Git Product home page Git Product logo

u4_lab_python_csv_parser's Introduction

Python CSV Parser

Overview

In this lab, we'll be building a CSV parser with Python! This will help us get comfortable with using standard Python libraries, data manipulation, and working with tuples.

Objectives

  • Read and parse csv files into an easier to manipulate format.
  • Build a functional Python CSV parser
  • Write data to an easier to read JSON file

Getting Started

  • Fork and clone this repository
  • We'll be working in the parser.py file

Challenge

We have a raw CSV file in our data folder. It contains useful information about employees for a company but the data isn't accessible in its current state.

Our backend engineers would love to work with the data, but aren't having any success with it. This is why we're being hired, to convert the data into a useful JSON file!

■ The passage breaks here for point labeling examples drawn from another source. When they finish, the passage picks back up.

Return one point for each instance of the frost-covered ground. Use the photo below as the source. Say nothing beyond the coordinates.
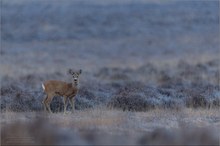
(146, 65)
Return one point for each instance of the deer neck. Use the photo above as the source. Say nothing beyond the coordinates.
(76, 85)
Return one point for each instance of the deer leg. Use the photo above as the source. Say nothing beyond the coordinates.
(65, 103)
(44, 102)
(72, 102)
(48, 101)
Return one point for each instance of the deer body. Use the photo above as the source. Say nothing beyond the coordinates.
(60, 88)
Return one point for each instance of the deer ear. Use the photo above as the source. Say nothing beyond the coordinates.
(70, 71)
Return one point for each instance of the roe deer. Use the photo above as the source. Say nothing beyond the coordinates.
(66, 90)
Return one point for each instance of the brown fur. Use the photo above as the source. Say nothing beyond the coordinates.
(67, 90)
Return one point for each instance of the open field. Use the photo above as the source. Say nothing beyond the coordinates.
(103, 126)
(151, 71)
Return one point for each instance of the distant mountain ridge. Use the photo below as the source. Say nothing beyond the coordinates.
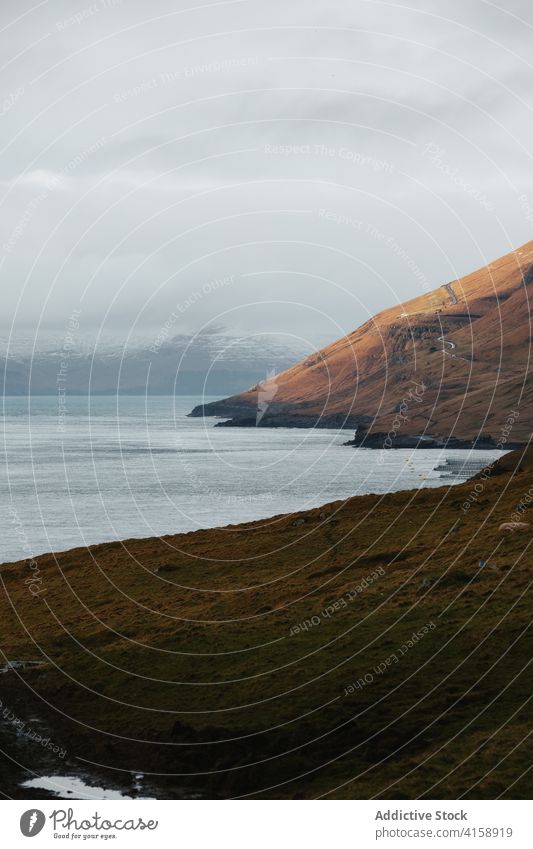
(211, 363)
(463, 349)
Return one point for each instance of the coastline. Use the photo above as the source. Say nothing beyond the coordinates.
(345, 586)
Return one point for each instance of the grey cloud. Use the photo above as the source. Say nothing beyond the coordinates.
(155, 167)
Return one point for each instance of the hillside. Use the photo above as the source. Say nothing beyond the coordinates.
(464, 349)
(377, 647)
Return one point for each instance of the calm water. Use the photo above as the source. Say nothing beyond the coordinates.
(139, 467)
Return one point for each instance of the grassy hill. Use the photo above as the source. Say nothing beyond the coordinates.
(378, 647)
(467, 343)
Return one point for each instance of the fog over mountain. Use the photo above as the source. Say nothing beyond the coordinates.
(327, 159)
(209, 363)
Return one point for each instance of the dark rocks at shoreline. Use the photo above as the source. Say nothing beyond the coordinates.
(276, 416)
(382, 441)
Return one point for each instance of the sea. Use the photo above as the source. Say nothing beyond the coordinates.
(114, 468)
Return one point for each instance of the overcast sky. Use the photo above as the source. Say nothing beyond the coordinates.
(323, 159)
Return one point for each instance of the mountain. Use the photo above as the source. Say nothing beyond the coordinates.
(453, 362)
(377, 647)
(210, 363)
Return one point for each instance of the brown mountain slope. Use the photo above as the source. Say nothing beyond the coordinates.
(455, 361)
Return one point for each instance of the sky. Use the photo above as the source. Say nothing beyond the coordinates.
(263, 166)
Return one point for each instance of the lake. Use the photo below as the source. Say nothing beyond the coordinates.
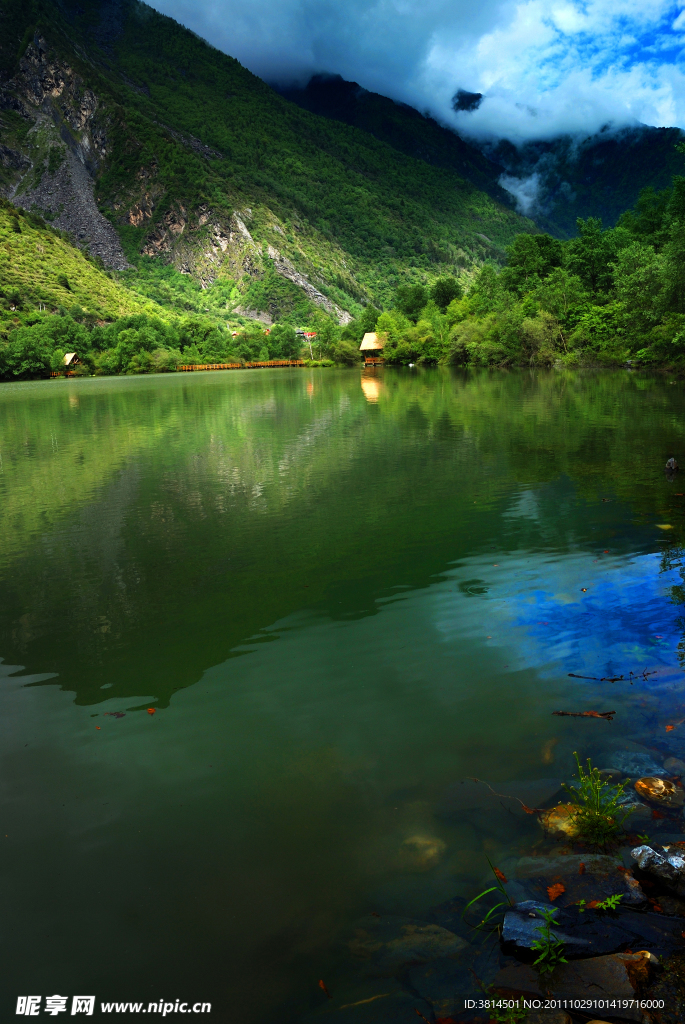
(257, 626)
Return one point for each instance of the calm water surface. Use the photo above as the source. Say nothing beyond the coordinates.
(340, 595)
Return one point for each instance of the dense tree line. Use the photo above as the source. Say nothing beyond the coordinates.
(606, 296)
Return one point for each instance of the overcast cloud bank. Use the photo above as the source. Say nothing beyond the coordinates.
(545, 67)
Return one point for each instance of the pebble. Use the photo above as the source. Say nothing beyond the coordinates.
(660, 791)
(559, 819)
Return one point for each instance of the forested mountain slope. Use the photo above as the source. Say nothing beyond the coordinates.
(555, 181)
(171, 163)
(597, 176)
(401, 127)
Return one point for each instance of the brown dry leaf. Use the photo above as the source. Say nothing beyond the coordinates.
(556, 890)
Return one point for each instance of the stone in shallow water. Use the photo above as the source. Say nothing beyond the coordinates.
(588, 877)
(592, 933)
(669, 866)
(377, 1001)
(467, 796)
(446, 982)
(559, 819)
(634, 764)
(517, 979)
(387, 945)
(659, 791)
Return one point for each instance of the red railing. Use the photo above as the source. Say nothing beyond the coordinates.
(240, 366)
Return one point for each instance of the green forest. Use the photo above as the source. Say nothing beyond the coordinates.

How are we going to do this?

  • First, we'll need to get the data from the CSV file
  • Then we'll need to format each employee into a Python dictionary
  • Finally, we'll need to convert a list of employee dictionaries into a JSON file

Setup

To start out, we'll need to import a few standard Python modules and create a few global variables at the top of our script

Let's add in our imports first at the top of the file

import csv
import json
  • Were importing the CSV module to make reading and writing CSV files more accessible. More on the CSV module here.
  • We're importing the JSON library to give ourselves access to useful JSON encoding/decoding methods like json.dump() and json.loads(). More on the JSON module here

Now let's add in a few global variables. They'll all be empty lists to start:

read_data = []
# for CSV data read and stored as tuples
fields = []
# for the name of each column in the CSV file's rows
employee_list = []
# for formatted data, a dictionary for each row in the CSV file

And with that, we've set up our script with the proper imports and global variables! We can move on to the fun part now - manipulating the data in our parsing function!


CSV to JSON

Let's start out with defining our function. It should take in 2 arguments: one for the path of our CSV file, and on for an output path to create a new JSON file. This way, we'll be able to take in any CSV file and convert it to JSON.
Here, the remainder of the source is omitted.